Your prediction all players will move toward a system where all players have an "equal aggregate demand" incorrectly presumes all players will think in the same way and move in the same direction. They don't do so now, and they won't in the future. That applies to your Briggs analogy. Since all players still won't view Briggs in the same way--we do think differently--what you describe won't occur.
Actually, I don't think that at all. I think that since Briggs is almost never selected, he has an overpriced card. As the cost of his card is reduced, the demand for his card will increase. This correlation is true for almost all products and services except for the class of products and services that are termed "inelastic" (an example of an inelastic good is cancer treatment - healthy people won't take it for free but people who need it will pay almost any price). It is true that different owners think differently. If Briggs' cost were cut in half, I would not select him, but I think such a price cut would make him attractive to other owners. The concept of "equal aggregate demand" does not mean that all owners think identically but it means that the total demand summed over all owners is equal between any two selected players.

Why would we want a system where the star players are priced artificially low?

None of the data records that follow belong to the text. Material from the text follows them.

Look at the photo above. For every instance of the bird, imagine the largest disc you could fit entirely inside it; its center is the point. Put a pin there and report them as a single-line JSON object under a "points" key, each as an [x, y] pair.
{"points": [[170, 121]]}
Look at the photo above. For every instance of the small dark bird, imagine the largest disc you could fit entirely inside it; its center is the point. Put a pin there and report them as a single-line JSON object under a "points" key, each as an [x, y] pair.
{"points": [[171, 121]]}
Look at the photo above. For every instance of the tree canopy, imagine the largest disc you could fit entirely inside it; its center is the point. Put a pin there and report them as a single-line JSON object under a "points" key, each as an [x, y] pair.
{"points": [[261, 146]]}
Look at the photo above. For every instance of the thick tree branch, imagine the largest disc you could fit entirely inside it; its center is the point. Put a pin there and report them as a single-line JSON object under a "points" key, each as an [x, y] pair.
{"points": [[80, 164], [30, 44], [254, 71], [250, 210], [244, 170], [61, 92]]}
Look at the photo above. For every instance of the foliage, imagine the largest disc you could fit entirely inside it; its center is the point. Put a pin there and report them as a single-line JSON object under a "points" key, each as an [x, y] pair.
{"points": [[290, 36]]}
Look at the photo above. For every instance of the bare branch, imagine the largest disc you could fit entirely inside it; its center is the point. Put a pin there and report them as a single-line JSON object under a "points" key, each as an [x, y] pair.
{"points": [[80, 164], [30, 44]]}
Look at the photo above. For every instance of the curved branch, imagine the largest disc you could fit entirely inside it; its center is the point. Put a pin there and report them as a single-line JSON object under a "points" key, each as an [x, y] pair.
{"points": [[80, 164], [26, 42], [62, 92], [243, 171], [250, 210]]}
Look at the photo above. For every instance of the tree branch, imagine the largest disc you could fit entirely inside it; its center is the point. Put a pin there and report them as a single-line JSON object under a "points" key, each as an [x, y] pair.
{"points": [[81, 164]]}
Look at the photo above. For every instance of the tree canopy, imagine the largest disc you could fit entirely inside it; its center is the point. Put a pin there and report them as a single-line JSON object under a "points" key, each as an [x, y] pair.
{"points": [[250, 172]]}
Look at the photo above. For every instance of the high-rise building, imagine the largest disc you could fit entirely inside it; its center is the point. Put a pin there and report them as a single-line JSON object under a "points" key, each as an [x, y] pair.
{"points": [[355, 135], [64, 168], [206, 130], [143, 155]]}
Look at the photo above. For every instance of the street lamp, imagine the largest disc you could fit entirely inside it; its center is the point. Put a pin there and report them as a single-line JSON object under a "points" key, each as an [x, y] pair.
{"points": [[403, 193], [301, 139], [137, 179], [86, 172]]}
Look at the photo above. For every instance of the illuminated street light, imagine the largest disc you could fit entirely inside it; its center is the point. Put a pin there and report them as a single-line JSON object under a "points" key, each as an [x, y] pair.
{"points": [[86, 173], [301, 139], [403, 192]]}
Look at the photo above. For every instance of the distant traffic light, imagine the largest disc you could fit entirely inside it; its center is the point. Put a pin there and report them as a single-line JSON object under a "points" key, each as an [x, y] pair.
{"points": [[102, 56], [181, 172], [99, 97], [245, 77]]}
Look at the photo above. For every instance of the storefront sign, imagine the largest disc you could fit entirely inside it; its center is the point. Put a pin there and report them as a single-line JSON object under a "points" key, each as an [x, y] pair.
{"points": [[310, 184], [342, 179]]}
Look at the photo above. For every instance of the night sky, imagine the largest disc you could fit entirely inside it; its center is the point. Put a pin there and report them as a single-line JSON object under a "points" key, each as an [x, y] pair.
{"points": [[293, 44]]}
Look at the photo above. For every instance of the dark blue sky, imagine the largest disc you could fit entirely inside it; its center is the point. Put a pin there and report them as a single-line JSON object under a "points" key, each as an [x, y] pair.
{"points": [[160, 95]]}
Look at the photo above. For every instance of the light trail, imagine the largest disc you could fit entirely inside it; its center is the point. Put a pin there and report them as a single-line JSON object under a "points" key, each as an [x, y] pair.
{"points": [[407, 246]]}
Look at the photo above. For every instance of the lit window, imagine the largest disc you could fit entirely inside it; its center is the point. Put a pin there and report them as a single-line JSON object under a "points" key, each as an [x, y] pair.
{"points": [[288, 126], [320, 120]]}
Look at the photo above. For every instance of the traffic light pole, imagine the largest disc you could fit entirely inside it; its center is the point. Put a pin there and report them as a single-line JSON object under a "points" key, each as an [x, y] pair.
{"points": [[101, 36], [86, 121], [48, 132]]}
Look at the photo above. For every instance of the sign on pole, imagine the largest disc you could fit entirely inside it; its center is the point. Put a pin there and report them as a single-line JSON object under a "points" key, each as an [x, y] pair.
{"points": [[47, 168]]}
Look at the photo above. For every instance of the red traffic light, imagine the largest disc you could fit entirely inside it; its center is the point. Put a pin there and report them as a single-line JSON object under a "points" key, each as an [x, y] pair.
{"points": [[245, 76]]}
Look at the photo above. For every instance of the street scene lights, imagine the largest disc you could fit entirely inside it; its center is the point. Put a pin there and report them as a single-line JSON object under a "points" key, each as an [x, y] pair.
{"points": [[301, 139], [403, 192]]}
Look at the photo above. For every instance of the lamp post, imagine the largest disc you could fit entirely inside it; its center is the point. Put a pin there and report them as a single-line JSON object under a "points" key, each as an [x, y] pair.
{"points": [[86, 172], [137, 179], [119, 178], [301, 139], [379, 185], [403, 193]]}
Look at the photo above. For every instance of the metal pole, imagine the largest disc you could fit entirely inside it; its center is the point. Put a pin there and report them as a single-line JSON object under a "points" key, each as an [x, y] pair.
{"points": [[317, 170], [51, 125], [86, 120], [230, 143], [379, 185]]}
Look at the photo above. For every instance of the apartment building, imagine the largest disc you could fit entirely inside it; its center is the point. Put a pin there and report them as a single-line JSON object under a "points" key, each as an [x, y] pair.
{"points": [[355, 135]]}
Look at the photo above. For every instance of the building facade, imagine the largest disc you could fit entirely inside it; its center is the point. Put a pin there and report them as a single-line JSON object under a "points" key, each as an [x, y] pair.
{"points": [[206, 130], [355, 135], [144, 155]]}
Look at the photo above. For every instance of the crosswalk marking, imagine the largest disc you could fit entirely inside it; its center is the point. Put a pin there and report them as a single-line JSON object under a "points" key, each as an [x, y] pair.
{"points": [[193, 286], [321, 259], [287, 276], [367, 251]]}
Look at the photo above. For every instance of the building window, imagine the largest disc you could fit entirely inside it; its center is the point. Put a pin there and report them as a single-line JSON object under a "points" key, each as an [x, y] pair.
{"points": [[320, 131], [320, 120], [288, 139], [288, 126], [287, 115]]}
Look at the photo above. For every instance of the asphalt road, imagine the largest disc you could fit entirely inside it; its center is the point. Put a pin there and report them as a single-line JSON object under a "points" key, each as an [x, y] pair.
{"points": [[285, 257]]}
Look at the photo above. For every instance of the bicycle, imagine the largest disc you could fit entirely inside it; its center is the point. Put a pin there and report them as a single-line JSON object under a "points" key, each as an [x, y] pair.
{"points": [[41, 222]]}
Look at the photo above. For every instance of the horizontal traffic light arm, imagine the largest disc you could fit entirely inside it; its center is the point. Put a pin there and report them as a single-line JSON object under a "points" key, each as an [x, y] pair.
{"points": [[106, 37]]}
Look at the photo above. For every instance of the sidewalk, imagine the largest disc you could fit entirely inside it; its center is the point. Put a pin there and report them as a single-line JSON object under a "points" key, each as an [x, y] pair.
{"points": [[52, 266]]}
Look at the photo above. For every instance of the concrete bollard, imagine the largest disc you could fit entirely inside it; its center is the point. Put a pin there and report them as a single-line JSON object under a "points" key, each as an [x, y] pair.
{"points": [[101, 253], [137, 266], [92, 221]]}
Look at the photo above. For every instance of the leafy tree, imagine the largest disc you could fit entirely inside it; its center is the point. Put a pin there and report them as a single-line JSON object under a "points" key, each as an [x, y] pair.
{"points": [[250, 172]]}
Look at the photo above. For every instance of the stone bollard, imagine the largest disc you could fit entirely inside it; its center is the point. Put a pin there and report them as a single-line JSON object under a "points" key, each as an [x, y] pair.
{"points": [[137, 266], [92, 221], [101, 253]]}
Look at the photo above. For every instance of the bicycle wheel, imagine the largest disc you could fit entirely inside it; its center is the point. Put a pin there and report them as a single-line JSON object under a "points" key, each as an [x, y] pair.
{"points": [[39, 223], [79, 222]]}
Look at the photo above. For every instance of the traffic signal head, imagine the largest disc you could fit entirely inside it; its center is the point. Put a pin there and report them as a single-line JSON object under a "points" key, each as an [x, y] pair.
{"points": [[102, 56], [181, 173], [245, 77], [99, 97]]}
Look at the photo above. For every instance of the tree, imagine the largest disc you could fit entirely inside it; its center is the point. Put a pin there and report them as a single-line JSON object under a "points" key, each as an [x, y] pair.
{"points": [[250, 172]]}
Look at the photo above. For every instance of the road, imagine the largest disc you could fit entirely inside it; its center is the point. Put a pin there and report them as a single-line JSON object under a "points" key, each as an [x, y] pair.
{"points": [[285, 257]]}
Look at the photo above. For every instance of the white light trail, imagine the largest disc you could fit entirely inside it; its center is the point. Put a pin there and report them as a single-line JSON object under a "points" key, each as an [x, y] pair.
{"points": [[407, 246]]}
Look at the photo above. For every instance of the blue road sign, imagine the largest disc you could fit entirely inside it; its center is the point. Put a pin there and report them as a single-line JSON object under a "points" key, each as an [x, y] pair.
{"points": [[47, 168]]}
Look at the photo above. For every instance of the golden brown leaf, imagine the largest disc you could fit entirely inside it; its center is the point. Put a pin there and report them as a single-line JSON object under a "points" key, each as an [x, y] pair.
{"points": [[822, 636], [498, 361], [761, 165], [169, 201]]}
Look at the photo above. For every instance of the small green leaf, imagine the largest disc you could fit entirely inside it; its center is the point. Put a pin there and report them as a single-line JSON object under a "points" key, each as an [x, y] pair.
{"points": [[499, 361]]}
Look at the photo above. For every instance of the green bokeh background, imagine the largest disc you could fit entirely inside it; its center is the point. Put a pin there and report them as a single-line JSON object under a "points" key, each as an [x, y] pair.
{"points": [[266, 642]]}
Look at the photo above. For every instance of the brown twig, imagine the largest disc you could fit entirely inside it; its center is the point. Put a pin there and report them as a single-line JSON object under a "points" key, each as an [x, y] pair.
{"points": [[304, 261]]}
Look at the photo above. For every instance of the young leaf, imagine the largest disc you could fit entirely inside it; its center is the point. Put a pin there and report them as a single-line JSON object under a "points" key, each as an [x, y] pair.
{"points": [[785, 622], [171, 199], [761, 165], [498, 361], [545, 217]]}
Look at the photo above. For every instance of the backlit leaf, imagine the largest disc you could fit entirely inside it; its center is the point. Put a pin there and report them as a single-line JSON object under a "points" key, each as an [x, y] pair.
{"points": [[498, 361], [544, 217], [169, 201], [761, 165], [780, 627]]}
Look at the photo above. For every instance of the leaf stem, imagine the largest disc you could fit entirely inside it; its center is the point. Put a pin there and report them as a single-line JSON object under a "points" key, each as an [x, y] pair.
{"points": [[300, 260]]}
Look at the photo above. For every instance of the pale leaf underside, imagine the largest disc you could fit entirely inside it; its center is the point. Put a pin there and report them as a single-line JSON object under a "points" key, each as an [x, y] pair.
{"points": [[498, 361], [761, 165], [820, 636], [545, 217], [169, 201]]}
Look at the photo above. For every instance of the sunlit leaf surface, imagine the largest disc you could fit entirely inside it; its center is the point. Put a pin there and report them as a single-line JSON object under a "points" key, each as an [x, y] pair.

To stick with the 70s, this describes our current system. At least on the hitter's side, most of the fan favorites are priced artificially low. In every single league, Stargell, Schmidt, Brett, Bench, are on somebody's team at the start of the season. If these stars were priced according to demand, they would cost more until they would be equally attractive (in the aggregate) to Andre Thornton (or Thornton would cost less). But I'm ok with this pricing because I'm a baseball fan and it is more fun for me to manage Pops instead of Thornton.

all managers don't think alike and will not move towards the collective of "aggregate demand" you said they would.
Again, here you misunderstand the term "aggregate demand." This term means the total demand summed over all individuals and does not mean that all individuals have the same preferences.